Recommending Policy Change

A policy called Shared Governance allows nurses to be more involved in a patient’s medical care. This can be a significant benefit for patients with complex cases who require someone personally involved and familiar with all of their specifics. Nurses are excellent advocates in this regard because they can mobilize other organizations to effect policy change.
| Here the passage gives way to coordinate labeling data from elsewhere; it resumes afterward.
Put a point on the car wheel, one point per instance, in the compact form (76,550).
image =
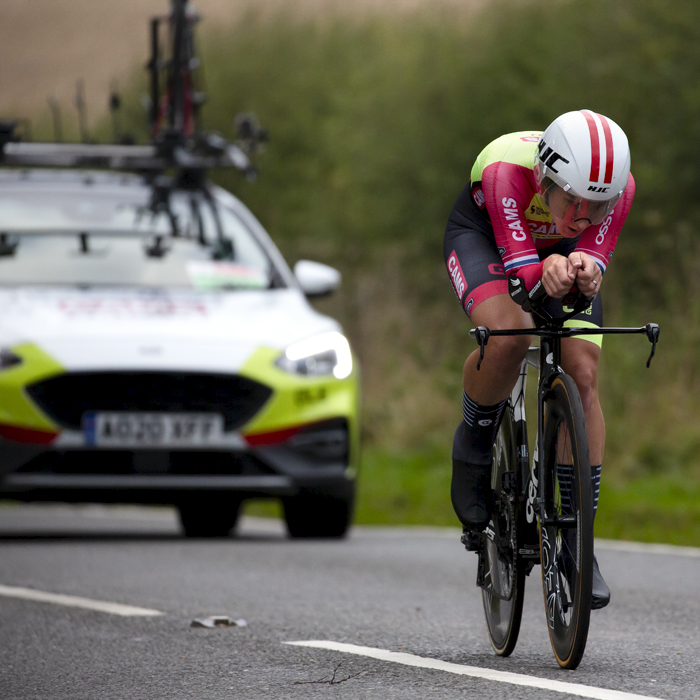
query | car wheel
(208,517)
(317,516)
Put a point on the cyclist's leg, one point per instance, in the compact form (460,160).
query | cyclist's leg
(477,274)
(580,359)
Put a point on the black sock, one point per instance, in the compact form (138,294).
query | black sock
(565,474)
(473,441)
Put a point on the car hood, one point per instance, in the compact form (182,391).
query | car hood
(143,329)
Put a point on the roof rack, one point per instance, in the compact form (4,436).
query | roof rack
(176,142)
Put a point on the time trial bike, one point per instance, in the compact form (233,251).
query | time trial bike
(542,511)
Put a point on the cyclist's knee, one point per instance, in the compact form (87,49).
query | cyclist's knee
(585,374)
(509,350)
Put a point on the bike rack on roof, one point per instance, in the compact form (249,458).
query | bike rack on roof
(176,142)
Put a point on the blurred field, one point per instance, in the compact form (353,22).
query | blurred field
(46,46)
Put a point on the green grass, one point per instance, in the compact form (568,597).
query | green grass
(653,509)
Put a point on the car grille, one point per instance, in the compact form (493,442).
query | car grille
(65,398)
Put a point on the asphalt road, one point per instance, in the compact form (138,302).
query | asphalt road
(401,590)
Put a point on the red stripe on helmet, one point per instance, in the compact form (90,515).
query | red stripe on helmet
(595,147)
(609,151)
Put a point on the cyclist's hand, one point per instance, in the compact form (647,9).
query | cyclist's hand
(558,276)
(588,274)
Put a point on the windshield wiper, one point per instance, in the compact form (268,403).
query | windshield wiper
(7,249)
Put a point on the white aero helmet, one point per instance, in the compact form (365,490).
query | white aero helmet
(587,156)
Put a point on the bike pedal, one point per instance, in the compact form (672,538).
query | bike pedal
(473,541)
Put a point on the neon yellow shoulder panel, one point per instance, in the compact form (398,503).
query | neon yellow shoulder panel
(517,148)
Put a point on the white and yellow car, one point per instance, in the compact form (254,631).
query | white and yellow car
(156,348)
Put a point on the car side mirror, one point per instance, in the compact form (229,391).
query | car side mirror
(316,279)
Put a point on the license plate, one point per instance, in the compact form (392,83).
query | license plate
(124,429)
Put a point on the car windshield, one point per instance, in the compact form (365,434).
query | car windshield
(113,234)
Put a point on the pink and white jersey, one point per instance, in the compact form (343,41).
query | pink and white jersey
(503,188)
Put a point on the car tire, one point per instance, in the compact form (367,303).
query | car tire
(208,517)
(317,516)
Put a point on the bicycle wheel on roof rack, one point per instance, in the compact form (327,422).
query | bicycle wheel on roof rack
(566,531)
(503,586)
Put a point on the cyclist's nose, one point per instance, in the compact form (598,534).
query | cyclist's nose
(579,224)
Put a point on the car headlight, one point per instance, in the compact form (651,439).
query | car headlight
(328,353)
(8,359)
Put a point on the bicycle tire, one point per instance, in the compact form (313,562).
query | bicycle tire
(503,613)
(566,545)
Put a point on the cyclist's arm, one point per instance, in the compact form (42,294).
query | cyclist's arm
(508,190)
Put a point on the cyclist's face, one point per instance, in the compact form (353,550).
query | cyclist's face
(569,213)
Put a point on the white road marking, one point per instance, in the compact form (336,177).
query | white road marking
(673,550)
(584,691)
(77,602)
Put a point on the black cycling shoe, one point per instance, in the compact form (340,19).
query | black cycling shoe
(601,592)
(471,494)
(472,539)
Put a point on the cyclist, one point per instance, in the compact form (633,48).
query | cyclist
(547,207)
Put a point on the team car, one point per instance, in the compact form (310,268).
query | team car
(142,365)
(154,345)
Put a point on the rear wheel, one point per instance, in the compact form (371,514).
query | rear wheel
(310,515)
(203,516)
(566,533)
(504,573)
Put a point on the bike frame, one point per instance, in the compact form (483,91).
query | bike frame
(547,359)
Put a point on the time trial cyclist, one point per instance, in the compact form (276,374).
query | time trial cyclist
(545,206)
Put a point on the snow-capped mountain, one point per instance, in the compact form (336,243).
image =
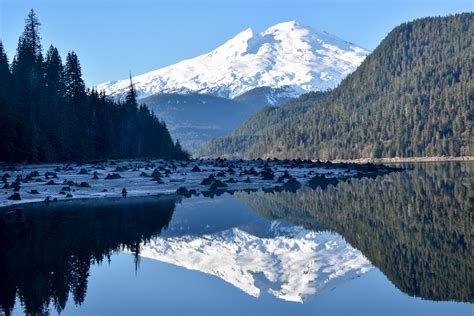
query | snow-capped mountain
(291,263)
(286,55)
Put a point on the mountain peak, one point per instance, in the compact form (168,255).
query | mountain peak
(284,55)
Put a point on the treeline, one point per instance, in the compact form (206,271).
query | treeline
(412,96)
(47,114)
(250,132)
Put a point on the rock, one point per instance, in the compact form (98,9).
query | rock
(292,185)
(220,174)
(196,169)
(83,171)
(15,197)
(217,184)
(182,191)
(34,174)
(156,174)
(50,174)
(113,176)
(120,169)
(267,174)
(69,183)
(208,180)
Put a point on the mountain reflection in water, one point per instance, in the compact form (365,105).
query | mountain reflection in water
(415,226)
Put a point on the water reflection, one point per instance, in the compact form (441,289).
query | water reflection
(415,226)
(47,254)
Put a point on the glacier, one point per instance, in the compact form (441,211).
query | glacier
(287,55)
(292,264)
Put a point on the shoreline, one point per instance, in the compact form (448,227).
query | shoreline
(405,159)
(55,182)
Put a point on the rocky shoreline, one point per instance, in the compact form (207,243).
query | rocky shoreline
(49,183)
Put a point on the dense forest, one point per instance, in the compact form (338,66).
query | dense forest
(47,114)
(412,96)
(415,226)
(250,132)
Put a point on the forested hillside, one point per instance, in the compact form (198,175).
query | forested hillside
(47,114)
(413,96)
(250,132)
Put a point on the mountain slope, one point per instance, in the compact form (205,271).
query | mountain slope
(286,55)
(250,132)
(195,118)
(411,97)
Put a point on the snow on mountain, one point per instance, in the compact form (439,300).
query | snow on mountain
(292,265)
(286,55)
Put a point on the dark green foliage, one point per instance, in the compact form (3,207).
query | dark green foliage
(65,240)
(415,226)
(250,132)
(47,114)
(412,96)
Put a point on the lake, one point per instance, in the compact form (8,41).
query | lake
(399,244)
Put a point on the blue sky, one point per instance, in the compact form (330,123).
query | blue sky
(113,37)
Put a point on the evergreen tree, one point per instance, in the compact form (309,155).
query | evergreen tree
(46,114)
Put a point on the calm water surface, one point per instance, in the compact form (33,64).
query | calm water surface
(396,245)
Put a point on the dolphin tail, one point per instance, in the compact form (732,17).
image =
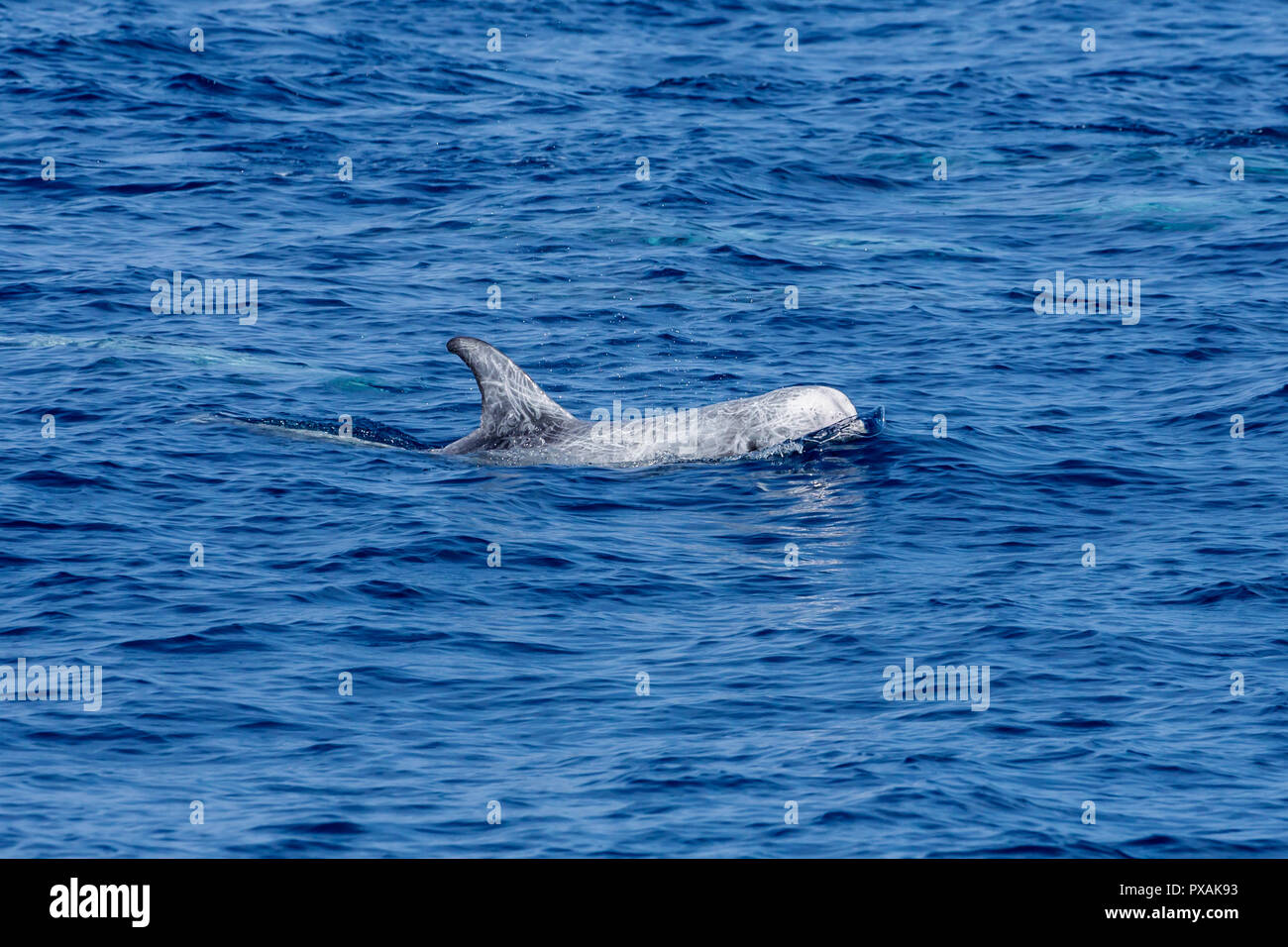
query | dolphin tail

The nursing influence on health care policy extends to the whole community. Nurses can encourage change by pleading with policymakers to make changes for the patient’s benefit. They are also excellent public educators, enlightening people about basic healthcare practices and teaching younger nurses with the future in mind.

Support Their Autonomy

A nurse’s job is to look after a patient and make medical decisions, but the patient must always be given the first option. Each patient has the freedom to decline medication and surgery, and a nurse cannot refuse a second opinion. Even if the prescribed medication saves a patient’s life, their autonomy to make those choices must be respected. The distinction is that the nurse must intervene and advocate for a patient who is no longer able to help themselves or whose decision-making process has deteriorated.

In other cases, a nurse can act as the patient’s voice when they are unable to speak for themselves. This could be due to their family’s over-involvement in attempting to deal with the situation, or a hospital’s refusal to comply with their wishes. Nurses are often the only advocates some patients will ever have, even if they disagree with them.

Assisting with Various Personal Issues

Nurses are frequently the first professionals people call when they have a healthcare problem since they work with the patient’s best interests in mind. In some circumstances, it is in the patient’s best interest to avoid spending thousands of dollars on a treatment plan that could be handled more easily. Perhaps the patient will be unable to afford healthy meals as a result of spending money on medicine. In the long run, their health may suffer more as a result of their bad diet than the original health problem.

There will be times when a patient requires that costly medication to stay alive. It is frequently the nurse’s responsibility to discuss these personal matters with the patient. Nurses are also available to offer emotional support if they are not being taken care of emotionally as a result of a difficult diagnosis.

Looking Out for the Small Things

Medical care is a difficult career, which is why becoming a doctor requires several years of study and practical expertise. Doctors are not immune to making mistakes. It’s in our nature. Nurses who are present at a patient’s bedside every hour, monitoring every drip, medication, and operation, may notice minor errors. If a patient has a complicated medical history or fails to mention a prescription they are taking, a doctor may be unaware that the new treatment would have side effects.

At all times, nurses must maintain a high degree of concentration. To maintain excellent patient care, they must take enough breaks and not work long shifts. A nurse may detect if a patient is too embarrassed to acknowledge that they don’t comprehend something. Their treatment will need to be thoroughly discussed with them so that they are aware of all aspects of their care.

A patient could be a young child who has recently been through a traumatic event. Moving them to a different area might be healthier for their physical health, but it would be detrimental to their mental health. When no one else will speak out for a patient, a nurse must know how to handle these situations.